VR systems does not make voting machines. The “elections equipment” they make is election management software and electronic poll books. They are a tiny player in the election equipment market. This author has written numerous articles on actual election hacking and is familiar with the capabilities and weakness of every major and most minor systems and manufacturers. This company has a very small market share of a segment of the overall market that is dominated by ES & S and Scytl, both of whom make systems with well documented vulnerabilities that have been published on. This company is not one Russian intelligence would target if they had used Google for an afternoon. One compromised email address at a tiny company does nothing to bring down a nationwide election system.

Had that single email login affected the entire company, and had it been used over time to penetrate all of VR system's electronic poll books, it would have lead to voter suppression not changed votes. The attack came of August 24th, 2016. The poll books had already been sold, been used and early and absentee voting had already happened. There would be no point to penetrating poll books that late in the game and the voter registration databases were being constantly updated. If such an attack were true, it would have been too little and too late.

VR systems has small market shares in Florida, North Carolina, Illinois, Indiana, California, New York and West Virginia. Of those states, only Florida, West Virginia, North Carolina and Indiana had Trump majorities. In that subset of four, only North Carolina was even close. One place out of all of those states, where VR systems is a bit player, that experienced widespread voter suppression was Indiana, and this was done openly by the State Police who answered to Pike Pence at the time. The other was North Carolina were bundles of voter registration forms were collected by GOP operatives, illegally held and then lost in a mysterious arson attack. Both also happened before this alleged Russian cyber attack occurred.

Reality Winner was quickly caught because the Intercept turned over the documents and only six people could have accessed them. This is a standard intelligence trick called a canary trap. It is an old trick. It is so old Tom Clancy wrote about it 20 years ago. It consists of circulating a document with false or misleading information with carefully worded text to a select few people and then using the selected text to catch the leaker from that subset based on quotes.
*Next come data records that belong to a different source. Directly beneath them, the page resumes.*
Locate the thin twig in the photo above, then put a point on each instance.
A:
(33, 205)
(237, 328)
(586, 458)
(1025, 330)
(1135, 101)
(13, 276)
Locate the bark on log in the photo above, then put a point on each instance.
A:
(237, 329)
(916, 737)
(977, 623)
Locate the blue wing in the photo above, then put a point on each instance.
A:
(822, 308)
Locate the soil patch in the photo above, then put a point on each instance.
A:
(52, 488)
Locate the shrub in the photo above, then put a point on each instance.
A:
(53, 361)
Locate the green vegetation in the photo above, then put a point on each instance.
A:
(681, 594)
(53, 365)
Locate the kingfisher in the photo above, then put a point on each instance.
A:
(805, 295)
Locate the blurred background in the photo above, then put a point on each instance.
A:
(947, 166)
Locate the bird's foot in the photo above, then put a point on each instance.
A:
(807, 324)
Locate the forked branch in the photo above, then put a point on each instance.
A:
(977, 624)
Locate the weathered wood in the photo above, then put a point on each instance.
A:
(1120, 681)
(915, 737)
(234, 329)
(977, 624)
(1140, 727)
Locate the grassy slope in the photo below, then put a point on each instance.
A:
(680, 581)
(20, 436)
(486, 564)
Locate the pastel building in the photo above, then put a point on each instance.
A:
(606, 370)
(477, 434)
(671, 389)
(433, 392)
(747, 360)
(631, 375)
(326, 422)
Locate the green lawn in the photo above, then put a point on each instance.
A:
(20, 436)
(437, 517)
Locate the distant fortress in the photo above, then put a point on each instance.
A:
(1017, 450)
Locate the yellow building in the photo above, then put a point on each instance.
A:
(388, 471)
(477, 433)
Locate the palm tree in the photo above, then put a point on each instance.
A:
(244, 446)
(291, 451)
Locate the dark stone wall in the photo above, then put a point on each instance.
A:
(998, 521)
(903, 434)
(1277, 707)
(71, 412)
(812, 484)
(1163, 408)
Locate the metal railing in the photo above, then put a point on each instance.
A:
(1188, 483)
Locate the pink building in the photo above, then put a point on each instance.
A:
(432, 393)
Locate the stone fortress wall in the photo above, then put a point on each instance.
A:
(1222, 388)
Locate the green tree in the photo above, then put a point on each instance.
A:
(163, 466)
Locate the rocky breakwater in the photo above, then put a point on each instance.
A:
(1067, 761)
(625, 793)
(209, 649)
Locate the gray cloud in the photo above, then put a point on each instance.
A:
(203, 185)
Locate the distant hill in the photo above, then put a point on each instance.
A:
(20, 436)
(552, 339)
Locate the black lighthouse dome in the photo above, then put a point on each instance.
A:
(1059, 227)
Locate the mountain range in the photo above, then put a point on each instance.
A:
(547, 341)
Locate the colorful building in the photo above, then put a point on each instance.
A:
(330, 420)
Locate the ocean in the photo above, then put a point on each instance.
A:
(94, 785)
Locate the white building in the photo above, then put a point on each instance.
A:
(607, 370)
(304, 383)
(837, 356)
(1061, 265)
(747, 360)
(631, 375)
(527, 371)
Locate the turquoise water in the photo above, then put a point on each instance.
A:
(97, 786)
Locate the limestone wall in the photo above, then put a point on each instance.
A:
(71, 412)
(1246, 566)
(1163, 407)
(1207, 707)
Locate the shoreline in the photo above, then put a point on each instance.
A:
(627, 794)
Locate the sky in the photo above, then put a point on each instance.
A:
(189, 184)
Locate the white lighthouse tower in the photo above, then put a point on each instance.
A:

Anybody who has waited in an airport in the last two decades knows this trick. That is anybody except Reality Winner and the reporters, Matthew Cole, Richard Esposito, Sam Biddle, Ryan Grim at the Intercept. All four of them are experienced journalists and two, Cole and Esposito, have prior experience reporting on the intelligence community. The Intercept has a secure drop, but it seems Reality Winner got caught because she emailed the Intercept from her work, which she should have known better than to do. If you are going to leak from the NSA, it is a bad idea to start that contact from inside the actual organization that actually reads your actual email.

Perhaps Reality Winner could be forgiven for the oversight. She had only worked there for less than four months before she leaked. Her background in intelligence was as a translator of Pashto, Dari, and Farsi which are Indo-Persian languages spoken in Afghanistan and Iran. Why was she one of the six people with top-secret intelligence on so-called “Russian Election Hacking?” She does not speak Russian, and does not work in that sector at all. The documents were on her desk because they were a deliberately set trap.

The NSA was testing the loyalty of a new contract employee. They were using false information to do it. In the course of catch their leak they provided fodder for a fake story they were trying to push. In the process of all that, they ruined the trust of a broad community of activists in four reporters and greatly diminished the standing of the Intercept in many people's eyes, including that of this author who is their colleague.